Authors: M. Tornqvist1, L. Dry1, G. Pinon1, A. Movschin1
1Quinten Health, Paris, France
Date: 19 November 2024
Code : MSR138
CONFERENCE/VALUE IN HEALTH INFO:
2024-11, ISPOR Europe 2024, Barcelona, Spain
Value in Health, Volume 27, Issue 12, S2 (December 2024)
Introduction
The increasing use of machine learning methods in medical research requires the availability of massive, high-quality patient data. However, concerns about confidentiality, cost, availability and timeliness limit their accessibility. To overcome these obstacles, the use of synthetic data mimicking real-life data (Real world Data, RWD), is emerging as a promising solution and is increasingly being considered by the pharmaceutical industries.
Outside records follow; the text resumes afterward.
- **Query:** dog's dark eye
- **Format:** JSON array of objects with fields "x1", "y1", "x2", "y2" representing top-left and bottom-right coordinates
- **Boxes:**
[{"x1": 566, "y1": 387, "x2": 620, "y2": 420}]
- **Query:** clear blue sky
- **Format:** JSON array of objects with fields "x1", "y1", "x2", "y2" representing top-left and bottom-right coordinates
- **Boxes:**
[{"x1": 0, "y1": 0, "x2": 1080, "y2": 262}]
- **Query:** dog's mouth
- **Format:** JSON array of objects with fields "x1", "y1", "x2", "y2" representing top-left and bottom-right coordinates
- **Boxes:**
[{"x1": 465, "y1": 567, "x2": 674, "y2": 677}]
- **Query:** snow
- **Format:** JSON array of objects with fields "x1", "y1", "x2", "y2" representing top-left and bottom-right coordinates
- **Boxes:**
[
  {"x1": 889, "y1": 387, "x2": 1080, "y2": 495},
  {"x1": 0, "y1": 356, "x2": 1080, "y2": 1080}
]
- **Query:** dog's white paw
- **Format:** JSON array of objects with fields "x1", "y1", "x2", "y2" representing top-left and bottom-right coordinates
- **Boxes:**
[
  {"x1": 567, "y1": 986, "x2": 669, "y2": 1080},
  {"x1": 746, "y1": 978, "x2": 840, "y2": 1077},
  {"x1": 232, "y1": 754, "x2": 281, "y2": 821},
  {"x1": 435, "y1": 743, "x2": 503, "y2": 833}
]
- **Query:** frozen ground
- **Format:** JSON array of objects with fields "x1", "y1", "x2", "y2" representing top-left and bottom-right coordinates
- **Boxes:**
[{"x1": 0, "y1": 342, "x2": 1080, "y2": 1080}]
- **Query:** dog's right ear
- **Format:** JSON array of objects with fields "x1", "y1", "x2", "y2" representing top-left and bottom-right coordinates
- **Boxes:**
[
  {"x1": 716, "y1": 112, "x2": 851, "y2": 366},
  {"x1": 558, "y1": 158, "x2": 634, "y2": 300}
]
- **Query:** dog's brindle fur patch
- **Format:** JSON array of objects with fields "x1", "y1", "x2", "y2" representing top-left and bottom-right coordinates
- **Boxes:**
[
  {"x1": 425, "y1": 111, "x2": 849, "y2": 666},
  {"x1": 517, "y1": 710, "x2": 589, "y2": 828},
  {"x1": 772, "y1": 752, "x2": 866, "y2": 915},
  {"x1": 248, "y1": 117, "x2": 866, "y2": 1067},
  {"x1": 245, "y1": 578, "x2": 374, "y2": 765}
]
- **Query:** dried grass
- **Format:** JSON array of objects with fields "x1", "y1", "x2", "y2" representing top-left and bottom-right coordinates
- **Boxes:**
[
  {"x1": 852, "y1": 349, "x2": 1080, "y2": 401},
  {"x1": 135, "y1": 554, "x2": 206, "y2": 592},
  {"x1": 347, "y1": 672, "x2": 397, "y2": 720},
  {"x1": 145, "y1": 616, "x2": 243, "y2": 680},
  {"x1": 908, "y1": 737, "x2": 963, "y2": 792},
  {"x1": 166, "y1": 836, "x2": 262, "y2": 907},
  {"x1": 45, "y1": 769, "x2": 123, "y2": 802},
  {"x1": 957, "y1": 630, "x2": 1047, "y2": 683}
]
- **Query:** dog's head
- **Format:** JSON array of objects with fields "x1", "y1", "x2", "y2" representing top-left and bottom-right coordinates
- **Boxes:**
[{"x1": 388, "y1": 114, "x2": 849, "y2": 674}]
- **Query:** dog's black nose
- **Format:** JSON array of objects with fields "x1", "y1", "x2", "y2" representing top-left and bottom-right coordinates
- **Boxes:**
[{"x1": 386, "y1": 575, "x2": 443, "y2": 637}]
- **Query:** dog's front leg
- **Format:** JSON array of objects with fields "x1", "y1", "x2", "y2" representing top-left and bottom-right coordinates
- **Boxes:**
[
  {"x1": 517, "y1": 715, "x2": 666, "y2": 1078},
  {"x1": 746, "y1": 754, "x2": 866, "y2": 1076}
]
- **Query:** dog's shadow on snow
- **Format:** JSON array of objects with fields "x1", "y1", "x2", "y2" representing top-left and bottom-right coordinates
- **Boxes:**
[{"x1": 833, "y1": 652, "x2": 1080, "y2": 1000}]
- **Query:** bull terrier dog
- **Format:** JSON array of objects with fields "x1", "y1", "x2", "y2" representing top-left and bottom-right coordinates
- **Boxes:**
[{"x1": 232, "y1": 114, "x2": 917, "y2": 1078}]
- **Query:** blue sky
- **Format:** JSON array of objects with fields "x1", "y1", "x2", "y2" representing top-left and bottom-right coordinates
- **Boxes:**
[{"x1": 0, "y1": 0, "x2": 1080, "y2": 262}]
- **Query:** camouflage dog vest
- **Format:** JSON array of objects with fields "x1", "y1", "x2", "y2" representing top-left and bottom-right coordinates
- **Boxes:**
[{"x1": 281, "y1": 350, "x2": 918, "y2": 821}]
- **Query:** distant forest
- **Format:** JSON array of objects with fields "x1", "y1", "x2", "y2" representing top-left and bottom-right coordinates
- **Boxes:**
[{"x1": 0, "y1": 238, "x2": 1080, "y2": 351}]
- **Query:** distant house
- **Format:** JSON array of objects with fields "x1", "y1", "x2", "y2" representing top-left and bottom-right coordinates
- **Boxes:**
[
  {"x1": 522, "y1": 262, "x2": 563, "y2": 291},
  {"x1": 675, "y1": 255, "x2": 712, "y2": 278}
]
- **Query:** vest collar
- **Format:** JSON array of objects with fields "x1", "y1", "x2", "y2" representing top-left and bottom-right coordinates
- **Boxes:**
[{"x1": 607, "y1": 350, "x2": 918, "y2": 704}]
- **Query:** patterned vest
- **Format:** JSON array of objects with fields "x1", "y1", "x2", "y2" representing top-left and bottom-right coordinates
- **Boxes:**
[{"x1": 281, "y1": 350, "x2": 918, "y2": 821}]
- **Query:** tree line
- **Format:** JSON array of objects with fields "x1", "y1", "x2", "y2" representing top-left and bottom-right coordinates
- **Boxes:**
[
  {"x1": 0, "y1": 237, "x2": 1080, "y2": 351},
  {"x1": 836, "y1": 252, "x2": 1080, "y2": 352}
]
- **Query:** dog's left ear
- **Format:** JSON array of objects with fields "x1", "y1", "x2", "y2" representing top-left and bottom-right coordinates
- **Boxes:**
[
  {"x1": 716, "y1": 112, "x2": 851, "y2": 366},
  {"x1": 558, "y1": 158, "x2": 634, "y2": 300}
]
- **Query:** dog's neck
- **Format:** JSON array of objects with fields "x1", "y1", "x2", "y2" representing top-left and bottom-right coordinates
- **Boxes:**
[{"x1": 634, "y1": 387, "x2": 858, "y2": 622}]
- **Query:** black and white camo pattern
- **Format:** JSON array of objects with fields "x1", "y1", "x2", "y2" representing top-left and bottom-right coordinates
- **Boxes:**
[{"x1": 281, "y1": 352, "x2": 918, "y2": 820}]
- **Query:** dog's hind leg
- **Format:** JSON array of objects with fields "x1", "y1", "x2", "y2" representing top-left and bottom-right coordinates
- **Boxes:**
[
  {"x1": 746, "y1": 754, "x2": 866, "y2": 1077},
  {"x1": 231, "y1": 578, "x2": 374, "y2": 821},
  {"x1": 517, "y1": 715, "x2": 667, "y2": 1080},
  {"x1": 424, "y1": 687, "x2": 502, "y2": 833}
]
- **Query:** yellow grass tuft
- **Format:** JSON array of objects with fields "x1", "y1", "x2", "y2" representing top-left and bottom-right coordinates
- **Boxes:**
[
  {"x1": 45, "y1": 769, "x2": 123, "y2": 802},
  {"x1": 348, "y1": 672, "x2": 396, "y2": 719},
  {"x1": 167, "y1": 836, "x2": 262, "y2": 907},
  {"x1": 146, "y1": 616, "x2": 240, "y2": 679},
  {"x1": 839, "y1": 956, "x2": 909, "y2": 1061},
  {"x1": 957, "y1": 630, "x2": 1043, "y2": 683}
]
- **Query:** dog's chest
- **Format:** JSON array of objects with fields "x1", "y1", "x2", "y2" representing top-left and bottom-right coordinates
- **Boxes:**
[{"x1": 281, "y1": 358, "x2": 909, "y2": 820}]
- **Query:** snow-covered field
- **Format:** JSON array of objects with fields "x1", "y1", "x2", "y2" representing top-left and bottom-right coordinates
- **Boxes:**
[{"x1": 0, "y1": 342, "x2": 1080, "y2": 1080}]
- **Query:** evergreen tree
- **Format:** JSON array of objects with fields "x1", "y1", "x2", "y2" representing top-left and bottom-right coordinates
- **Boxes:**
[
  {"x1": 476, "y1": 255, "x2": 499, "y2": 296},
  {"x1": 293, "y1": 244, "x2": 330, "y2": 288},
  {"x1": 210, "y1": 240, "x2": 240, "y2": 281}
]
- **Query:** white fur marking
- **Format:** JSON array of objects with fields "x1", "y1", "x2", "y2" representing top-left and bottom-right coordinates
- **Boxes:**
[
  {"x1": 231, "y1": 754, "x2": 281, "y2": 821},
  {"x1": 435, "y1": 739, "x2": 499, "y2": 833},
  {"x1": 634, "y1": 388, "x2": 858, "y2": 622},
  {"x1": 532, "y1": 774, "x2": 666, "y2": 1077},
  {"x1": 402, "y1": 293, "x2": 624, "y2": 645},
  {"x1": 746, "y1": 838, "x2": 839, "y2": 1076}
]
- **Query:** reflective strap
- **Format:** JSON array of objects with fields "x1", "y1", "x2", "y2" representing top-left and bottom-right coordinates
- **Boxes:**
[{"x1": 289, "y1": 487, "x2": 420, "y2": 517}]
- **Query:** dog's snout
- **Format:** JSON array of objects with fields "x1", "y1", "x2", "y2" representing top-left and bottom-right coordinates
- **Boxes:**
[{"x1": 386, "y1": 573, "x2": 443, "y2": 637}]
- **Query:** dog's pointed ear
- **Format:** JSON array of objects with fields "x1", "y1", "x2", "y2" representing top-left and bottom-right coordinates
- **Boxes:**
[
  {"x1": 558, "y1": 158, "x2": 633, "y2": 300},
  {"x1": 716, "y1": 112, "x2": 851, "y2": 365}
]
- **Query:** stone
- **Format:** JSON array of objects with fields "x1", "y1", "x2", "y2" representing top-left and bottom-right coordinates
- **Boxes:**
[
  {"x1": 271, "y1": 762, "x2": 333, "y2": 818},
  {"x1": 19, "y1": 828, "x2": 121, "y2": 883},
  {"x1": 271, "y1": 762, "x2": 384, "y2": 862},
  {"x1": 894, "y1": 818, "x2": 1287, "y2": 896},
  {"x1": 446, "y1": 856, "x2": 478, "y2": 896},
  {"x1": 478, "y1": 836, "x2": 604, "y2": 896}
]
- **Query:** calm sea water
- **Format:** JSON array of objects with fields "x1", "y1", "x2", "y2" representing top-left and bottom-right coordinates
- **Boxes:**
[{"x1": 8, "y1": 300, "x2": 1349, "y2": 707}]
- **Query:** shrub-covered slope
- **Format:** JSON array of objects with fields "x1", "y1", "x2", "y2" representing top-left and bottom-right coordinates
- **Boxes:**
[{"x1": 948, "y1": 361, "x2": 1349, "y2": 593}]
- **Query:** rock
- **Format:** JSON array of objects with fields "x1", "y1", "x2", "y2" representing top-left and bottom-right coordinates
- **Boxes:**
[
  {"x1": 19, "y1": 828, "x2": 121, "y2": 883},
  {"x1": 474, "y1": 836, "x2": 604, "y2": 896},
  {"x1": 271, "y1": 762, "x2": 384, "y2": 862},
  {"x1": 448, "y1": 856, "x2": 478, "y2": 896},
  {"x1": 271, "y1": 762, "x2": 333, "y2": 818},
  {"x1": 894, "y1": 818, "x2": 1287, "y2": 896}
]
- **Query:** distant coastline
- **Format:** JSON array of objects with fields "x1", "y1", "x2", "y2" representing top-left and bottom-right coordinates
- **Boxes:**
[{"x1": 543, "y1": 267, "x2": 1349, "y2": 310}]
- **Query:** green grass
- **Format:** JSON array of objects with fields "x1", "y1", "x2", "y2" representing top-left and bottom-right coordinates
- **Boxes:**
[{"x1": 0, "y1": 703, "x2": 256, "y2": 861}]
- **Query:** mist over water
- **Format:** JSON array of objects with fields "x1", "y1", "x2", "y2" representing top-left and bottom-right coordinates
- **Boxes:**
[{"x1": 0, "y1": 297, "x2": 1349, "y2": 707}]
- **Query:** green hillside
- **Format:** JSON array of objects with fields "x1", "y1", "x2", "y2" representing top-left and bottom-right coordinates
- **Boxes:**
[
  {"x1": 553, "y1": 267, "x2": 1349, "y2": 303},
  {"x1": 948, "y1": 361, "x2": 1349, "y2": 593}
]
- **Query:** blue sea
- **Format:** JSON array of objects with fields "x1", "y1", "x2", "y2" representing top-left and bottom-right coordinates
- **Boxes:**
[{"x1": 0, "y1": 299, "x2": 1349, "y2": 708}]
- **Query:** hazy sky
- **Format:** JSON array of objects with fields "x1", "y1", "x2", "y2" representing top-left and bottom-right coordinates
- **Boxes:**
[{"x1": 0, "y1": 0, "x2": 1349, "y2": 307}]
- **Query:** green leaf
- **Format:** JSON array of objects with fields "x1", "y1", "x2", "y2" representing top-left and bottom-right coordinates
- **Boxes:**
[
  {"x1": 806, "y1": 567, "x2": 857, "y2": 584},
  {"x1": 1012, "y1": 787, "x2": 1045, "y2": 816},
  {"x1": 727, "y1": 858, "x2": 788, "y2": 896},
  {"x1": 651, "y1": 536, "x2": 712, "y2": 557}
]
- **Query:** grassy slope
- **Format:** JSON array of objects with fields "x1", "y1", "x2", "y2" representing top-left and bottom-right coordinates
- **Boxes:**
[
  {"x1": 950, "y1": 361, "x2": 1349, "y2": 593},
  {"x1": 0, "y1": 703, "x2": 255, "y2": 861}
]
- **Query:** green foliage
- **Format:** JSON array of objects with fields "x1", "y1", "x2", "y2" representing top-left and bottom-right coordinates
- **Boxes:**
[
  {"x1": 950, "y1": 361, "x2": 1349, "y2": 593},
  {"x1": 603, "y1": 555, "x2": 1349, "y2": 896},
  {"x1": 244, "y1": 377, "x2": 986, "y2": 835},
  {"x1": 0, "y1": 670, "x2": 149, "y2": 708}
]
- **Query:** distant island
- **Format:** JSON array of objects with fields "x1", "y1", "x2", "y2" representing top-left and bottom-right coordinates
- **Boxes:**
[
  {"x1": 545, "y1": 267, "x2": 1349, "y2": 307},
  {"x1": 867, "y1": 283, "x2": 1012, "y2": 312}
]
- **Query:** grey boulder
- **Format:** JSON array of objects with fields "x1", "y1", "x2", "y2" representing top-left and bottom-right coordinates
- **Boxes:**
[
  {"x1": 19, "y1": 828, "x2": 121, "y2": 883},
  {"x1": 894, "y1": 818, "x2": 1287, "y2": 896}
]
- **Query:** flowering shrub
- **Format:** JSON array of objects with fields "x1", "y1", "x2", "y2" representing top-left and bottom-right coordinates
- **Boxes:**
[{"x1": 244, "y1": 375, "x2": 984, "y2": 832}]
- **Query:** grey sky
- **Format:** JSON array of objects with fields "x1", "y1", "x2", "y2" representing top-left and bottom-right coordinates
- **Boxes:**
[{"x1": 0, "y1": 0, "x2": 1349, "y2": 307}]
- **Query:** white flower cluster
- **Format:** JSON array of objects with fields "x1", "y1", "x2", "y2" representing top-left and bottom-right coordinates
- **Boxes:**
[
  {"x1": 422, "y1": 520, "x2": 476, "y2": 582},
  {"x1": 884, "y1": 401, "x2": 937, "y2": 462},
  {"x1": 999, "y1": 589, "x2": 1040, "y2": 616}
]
These methods make it possible to generate customized artificial patient data of various sizes and without some of the limitations of RWD, such as missing values and class imbalances [1]. Recently, deep learning methods, such as generative adversarial networks (GANs), have demonstrated remarkable performance in generating reference RWDs, notably from the field of economics [2], [3]. This study
presents an in-depth evaluation of two GAN models, CTGAN [2] and CTABGAN [3], in health data synthesis using computerized patient record (CPR) data from the MIMIC-III database [4].
Methods
MIMIC-III is a publicly accessible database of critical care IPRs. This database contains clinical characteristics (e.g. diagnostic codes, gender, ethnicity, age, laboratory measurements) that have been extracted and aggregated over the lifetime of each patient. CTGAN and CTABGAN are models specifically designed for tabular data synthesis. CTGAN deals with class imbalance by incorporating conditional generation and a sample training mechanism, while CTABGAN can model a mixture of continuous and categorical variables thanks to innovative data encoding.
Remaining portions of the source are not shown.